The Inverse Problem

The approach to solving the waveform inversion problem followed here Pratt and Worthington (1989) is based on minimizing the residual misfit at each successive frequency, $E(\omega)$. Assuming an L₂ norm, the misfit is defined

$$E(\omega) = \frac{1}{2} \sum_{s} \sum_{r} \Delta \Psi^{*}({\bf s},{\bf r};\omega) \Delta \Psi ({\bf s},{\bf r};\omega) ,$$ (3)

where $\Delta \Psi^{*}$ denotes complex conjugate of wavefield $\Delta \Psi$. In this study, I approach the minimization of $E(\omega)$ through computing the negative gradient, or the direction of greatest decrease of the misfit function, with respect to the variation in model parameters.
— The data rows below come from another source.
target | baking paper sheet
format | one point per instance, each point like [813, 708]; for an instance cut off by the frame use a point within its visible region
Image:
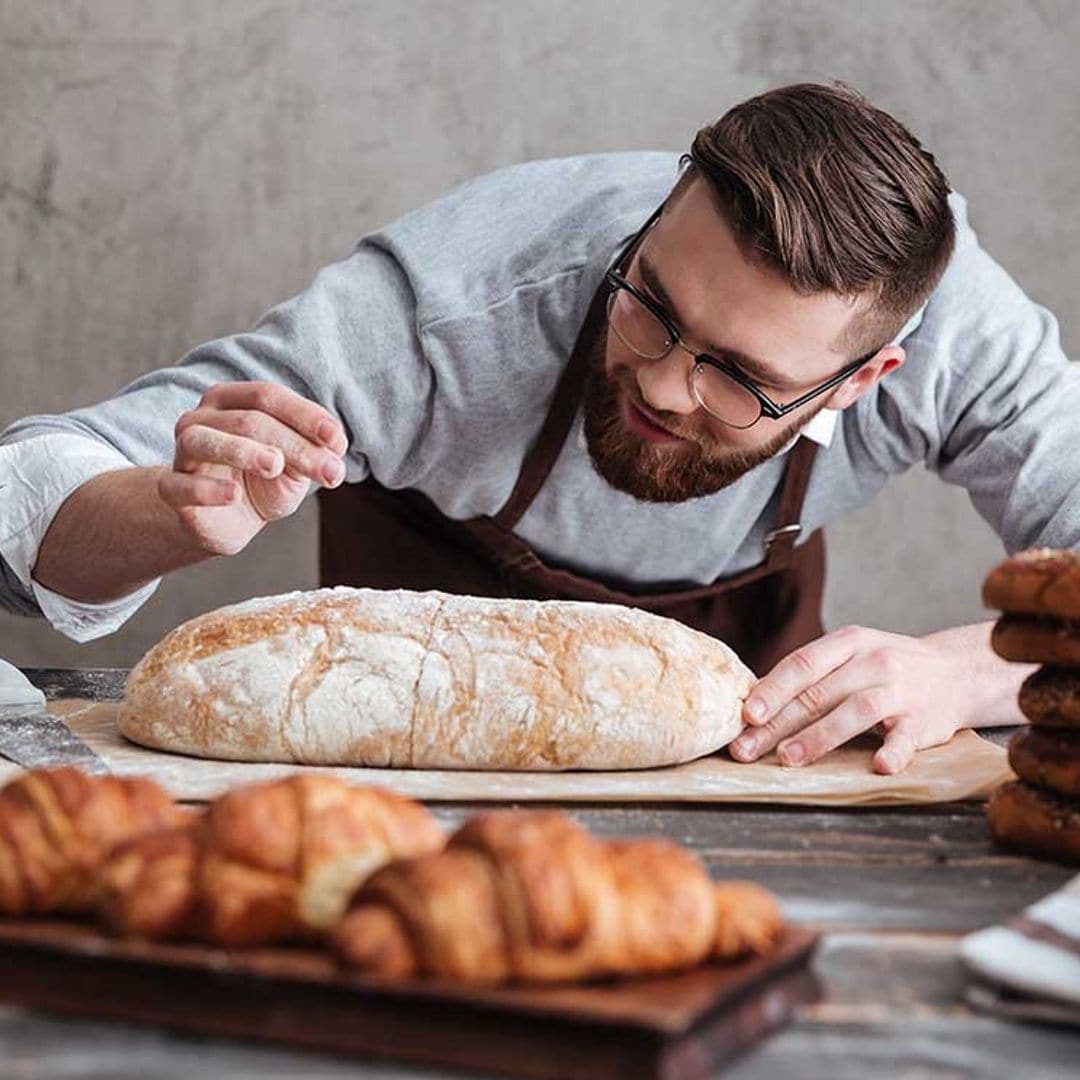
[967, 767]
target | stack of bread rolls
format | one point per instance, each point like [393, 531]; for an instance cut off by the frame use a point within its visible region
[513, 894]
[1039, 593]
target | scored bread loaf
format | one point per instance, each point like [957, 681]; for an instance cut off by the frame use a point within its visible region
[395, 678]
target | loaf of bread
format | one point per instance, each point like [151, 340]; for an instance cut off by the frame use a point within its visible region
[393, 678]
[58, 825]
[530, 895]
[270, 862]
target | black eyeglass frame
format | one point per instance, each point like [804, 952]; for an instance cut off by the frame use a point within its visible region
[769, 408]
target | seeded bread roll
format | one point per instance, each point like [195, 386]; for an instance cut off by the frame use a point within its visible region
[1035, 822]
[1051, 698]
[1048, 757]
[1037, 639]
[367, 677]
[1040, 581]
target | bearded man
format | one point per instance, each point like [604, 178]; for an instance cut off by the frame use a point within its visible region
[639, 378]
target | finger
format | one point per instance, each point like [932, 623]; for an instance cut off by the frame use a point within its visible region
[310, 419]
[183, 489]
[878, 667]
[202, 445]
[799, 670]
[859, 713]
[898, 751]
[302, 459]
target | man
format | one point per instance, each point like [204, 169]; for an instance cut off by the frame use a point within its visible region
[608, 378]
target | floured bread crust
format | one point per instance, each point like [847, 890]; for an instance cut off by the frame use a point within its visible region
[395, 678]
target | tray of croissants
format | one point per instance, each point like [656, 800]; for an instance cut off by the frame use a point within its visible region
[343, 919]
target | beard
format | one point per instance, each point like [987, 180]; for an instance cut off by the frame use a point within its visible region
[658, 472]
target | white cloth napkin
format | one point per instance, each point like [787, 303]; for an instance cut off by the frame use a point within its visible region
[1029, 968]
[16, 689]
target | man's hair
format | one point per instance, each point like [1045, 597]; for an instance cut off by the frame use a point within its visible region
[834, 193]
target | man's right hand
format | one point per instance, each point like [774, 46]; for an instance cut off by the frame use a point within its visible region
[247, 455]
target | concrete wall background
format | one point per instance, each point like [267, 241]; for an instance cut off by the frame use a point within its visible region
[170, 170]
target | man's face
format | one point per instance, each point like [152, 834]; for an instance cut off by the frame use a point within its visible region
[645, 431]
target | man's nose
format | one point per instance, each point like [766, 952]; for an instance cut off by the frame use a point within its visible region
[665, 383]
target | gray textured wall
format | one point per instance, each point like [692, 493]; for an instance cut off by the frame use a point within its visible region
[171, 169]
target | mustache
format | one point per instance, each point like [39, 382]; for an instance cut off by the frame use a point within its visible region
[626, 382]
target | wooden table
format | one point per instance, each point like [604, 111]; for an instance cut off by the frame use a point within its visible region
[892, 891]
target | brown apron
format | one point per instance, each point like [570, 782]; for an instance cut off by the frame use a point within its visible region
[375, 537]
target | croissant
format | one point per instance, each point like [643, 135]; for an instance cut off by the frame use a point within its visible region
[528, 894]
[266, 863]
[57, 826]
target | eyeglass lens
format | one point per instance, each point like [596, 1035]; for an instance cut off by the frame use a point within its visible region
[643, 333]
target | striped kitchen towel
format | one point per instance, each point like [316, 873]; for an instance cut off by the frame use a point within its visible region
[1029, 968]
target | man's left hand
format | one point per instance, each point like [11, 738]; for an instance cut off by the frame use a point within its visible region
[916, 692]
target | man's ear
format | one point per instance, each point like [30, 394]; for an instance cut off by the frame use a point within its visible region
[851, 389]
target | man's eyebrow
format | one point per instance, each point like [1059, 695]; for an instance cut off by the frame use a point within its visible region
[750, 365]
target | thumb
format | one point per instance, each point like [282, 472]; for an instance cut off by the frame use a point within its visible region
[896, 752]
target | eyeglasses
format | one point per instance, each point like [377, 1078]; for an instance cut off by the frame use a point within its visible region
[717, 386]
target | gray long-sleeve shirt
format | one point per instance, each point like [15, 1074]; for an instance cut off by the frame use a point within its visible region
[439, 342]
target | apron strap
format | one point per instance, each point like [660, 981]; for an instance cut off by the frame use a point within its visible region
[545, 449]
[780, 542]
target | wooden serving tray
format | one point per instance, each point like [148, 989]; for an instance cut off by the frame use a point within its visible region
[680, 1026]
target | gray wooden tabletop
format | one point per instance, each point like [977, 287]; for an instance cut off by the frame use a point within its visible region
[892, 890]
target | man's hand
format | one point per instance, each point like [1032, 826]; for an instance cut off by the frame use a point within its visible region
[915, 691]
[246, 456]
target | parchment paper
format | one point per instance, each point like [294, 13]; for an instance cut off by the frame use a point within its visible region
[964, 768]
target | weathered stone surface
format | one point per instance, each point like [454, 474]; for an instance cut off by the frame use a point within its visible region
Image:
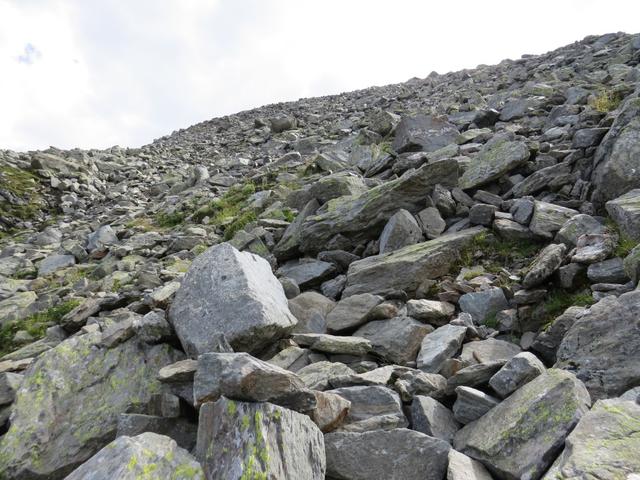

If model parameters are represented by $m ({\bf x})$, then the descent direction is defined by

$$g ({\bf x}) = -\nabla_m E = - \frac{\partial E}{\partial m ({\bf x})}.$$ (4)

The gradient vector, $g ({\bf x})$, is considered an image of the model space and can be used to update the model parameter estimates according to  

$$m_{n+1} ({\bf x}) = m_n ({\bf x}) + \gamma_n ({\bf x}) g_n ({\bf x}),$$ (5)

where $\gamma_n ({\bf x})$ is the step length discussed below, and subscript n indicates the current iteration number.